C’est un jeune et sympathique
prêtre du Connecticut, ce petit État [1] de la
côte Est, qui vient de donner l’alerte. Le P. Greg J. Markey (photo), curé de la paroisse St. Mary à Norwalk (diocèse de Bridgeport), signale hier un incroyable projet de
loi du législateur du Connecticut (n° 1098), sans doute sans précédent dans toute l’histoire juridique des États-Unis.
Il s’agit d’un projet de « loi modifiant le droit des entreprises [corporate laws, notion fourre-tout qui relève aussi bien du droit commercial que du droit des sociétés]
relatif à des sociétés [ou entreprises, ou entités : l’original met corporations] religieuses particulières ». En fait de « sociétés religieuses particulières
», il ne s’agit, dans ce projet de loi, que de l’Église catholique, l’exposé des motifs (Statement of Purpose) figurant à la fin du texte de ce projet de loi stipulant : « Aux
fins de réviser les dispositions relatives à la gestion d’entreprise applicables à l’Église catholique, et de fournir des moyens d’investigation relatifs à l’appropriation frauduleuse de fonds
par les sociétés religieuses » ! Ces modifications qui, si elles sont votées, pourraient s’appliquer dès le 1er octobre prochain, prévoient de priver l’évêque d’un diocèse situé sur le
territoire de l’État, ou un curé de toute maîtrise administrative, financière ou légale sur les paroisses qui en relèvent. Le § b de la section 1 du projet de loi, prévoit explicitement dans
l’exemple d’une paroisse que cette dernière devra avoir « un conseil d’administration d’au moins sept et d’au plus treize membres laïcs. L’archevêque, ou l’évêque du diocèse ou son
représentant [le curé par exemple] sera membre ex officio du conseil d’administration mais sans droit de vote ». Voilà qui s’oppose radicalement à la structure
gouvernementale hiérarchique de l’Église et tend à transformer les catholiques en “congrégationalistes”. La chose semble suffisamment grave pour que les évêques des diocèses du Connecticut [2]

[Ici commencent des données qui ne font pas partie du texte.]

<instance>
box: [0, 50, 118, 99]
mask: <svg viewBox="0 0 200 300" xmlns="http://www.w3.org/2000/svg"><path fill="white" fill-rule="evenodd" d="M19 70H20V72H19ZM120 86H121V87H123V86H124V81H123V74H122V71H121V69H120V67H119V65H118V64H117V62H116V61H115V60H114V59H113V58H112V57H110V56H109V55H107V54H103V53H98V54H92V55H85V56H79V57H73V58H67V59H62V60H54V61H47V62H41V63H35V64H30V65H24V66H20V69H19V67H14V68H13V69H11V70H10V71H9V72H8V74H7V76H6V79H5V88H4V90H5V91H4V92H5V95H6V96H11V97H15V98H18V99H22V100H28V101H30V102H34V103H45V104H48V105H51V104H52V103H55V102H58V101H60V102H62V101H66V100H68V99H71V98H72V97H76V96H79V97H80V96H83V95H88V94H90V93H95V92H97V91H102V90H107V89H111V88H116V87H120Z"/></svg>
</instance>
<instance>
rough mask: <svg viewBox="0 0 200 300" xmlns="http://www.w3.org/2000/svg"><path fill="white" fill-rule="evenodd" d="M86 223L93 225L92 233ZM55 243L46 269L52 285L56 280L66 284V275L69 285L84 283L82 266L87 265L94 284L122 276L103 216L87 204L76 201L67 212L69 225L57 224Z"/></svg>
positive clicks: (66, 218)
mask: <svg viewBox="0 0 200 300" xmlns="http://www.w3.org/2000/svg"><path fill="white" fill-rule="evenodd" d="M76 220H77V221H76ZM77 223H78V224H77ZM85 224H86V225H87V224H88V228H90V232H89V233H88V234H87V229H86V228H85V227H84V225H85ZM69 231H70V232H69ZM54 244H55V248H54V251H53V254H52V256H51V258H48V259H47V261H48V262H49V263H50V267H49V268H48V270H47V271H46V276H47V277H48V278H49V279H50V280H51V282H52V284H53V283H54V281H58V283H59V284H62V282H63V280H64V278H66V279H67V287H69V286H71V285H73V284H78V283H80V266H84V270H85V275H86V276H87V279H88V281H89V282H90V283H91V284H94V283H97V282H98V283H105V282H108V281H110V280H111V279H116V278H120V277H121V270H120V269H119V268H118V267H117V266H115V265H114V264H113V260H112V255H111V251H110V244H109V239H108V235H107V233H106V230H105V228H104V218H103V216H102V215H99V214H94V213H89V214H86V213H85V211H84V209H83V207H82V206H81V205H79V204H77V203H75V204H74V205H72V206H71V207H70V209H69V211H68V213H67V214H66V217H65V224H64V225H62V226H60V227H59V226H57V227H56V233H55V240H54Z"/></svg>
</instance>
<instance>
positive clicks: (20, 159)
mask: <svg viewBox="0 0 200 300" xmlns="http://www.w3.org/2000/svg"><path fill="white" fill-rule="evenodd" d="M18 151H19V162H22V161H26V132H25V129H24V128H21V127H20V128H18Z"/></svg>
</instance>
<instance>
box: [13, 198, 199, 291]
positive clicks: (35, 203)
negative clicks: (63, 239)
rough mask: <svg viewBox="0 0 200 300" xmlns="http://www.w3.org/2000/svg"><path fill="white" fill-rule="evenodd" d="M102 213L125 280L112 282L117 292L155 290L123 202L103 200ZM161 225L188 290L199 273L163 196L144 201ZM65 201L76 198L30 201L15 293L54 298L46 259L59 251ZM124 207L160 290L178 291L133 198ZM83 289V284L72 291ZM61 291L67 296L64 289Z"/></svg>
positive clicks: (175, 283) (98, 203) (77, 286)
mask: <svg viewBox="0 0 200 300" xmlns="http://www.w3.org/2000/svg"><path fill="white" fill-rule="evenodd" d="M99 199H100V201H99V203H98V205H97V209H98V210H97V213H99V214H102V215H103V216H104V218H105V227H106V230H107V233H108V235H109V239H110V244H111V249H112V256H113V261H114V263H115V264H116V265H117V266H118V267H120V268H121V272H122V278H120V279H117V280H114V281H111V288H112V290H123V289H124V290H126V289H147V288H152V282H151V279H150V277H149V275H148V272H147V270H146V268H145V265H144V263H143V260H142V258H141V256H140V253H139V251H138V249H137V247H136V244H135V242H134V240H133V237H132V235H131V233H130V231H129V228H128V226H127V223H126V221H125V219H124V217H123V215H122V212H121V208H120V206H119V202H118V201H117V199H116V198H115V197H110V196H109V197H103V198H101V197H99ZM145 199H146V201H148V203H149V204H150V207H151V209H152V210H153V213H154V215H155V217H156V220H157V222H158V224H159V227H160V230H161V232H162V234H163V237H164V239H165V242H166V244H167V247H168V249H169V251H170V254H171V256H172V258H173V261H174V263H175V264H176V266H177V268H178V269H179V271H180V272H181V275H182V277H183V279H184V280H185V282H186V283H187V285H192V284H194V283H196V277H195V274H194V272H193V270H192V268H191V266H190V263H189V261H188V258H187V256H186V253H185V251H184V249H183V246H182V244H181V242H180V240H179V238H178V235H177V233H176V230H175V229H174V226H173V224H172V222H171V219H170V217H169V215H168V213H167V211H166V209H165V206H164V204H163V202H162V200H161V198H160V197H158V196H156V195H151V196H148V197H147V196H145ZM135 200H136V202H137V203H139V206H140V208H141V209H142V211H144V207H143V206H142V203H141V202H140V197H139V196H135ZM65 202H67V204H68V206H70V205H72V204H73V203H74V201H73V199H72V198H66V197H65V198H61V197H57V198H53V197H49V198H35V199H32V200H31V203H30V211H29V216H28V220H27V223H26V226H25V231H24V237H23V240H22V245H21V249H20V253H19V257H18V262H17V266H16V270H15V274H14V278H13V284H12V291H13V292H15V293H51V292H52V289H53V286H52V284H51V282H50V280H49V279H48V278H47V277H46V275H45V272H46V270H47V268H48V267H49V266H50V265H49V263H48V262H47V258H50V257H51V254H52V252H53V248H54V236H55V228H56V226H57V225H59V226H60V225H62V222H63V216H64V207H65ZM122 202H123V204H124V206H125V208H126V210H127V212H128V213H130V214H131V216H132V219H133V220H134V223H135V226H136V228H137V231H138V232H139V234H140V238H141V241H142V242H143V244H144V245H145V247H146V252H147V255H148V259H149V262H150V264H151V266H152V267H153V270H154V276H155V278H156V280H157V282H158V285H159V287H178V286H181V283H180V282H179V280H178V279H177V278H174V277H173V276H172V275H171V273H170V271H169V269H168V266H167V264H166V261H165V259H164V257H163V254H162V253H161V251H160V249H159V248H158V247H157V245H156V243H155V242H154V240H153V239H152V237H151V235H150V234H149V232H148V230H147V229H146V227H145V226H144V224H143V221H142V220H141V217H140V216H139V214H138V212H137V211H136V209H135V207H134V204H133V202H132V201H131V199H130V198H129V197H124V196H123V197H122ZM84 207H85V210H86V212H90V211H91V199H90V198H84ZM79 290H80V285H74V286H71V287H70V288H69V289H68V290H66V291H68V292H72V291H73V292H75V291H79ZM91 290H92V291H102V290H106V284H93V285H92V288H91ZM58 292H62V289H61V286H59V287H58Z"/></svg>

aient sonné le branle-bas de combat pour ce week-end [3]. Toutefois, si la loi était votée par le législateur du Connecticut elle pourrait être opposée à la Cour suprême de l’État, voire à celle
des États-Unis, tant elle est contraire dans sa formulation au Premier amendement de la Constitution américaine. Mais on voit bien par là que l’État du Connecticut – un des rares à reconnaître
légalement le “mariage” homosexuel – est en train de tester la résistance de l’Église catholique, initiative locale qui s’inscrit dans le plus vaste plan de campagne de l’administration
Obama contre l’Église.
[1] 14 371 km2 (30 % de plus que la Gironde), 3,5 millions d’habitants, mais premier État pour le revenu par tête d’habitant.
[2] L’État du Connecticut comprend l’archidiocèse de Hartford, les diocèses latins de Bridgeport et Norwich, et le diocèse catholique ukrainien de Stamford.
[3] Rien à l’heure où j’écris ces lignes sur le site de la Conférence des évêques du
Connecticut.
Notez le parallélisme évident avec 1) la loi française de Séparation de l’Église et de l’État (1905) instituant des “associations cultuelles” diocésaines, dont l’évêque respectif n’avait pas la maîtrise, “cultuelles” que St Pie X refusa définitivement, alors que la fraction silloniste ou libérale des évêques français était prête à s’y soumettre.
2) la déplorable législation de chaque canton suisse sur la “römisch-katholische Staatskirche = Église catholique romaine d’État (Canton): à Zurich, par exemple, toutes les finances diocésaines pour le canton, et l’essentiel de l’administration sont aux mains d’un conseil d’administration “démocratiquement élu, conformément aux principes généraux du droit cantonal”, où l’évêque n’ aucun droit de veto sur les membres ni sur les décisions. Rome essaie depuis des années à faire abroger cette situation bien plus calvinienne que tridentine,: celle-ci permet aux progressites – prêtres et laîcs – maîtres de ce conseil, de méchamment contredire les évêquess d’esprit “classique” successifs (Mgr HAAS forcé de partir pour Lichtenstein, son successeur interdit en 2008 de choisir des évêques auxiliaires non modernistes.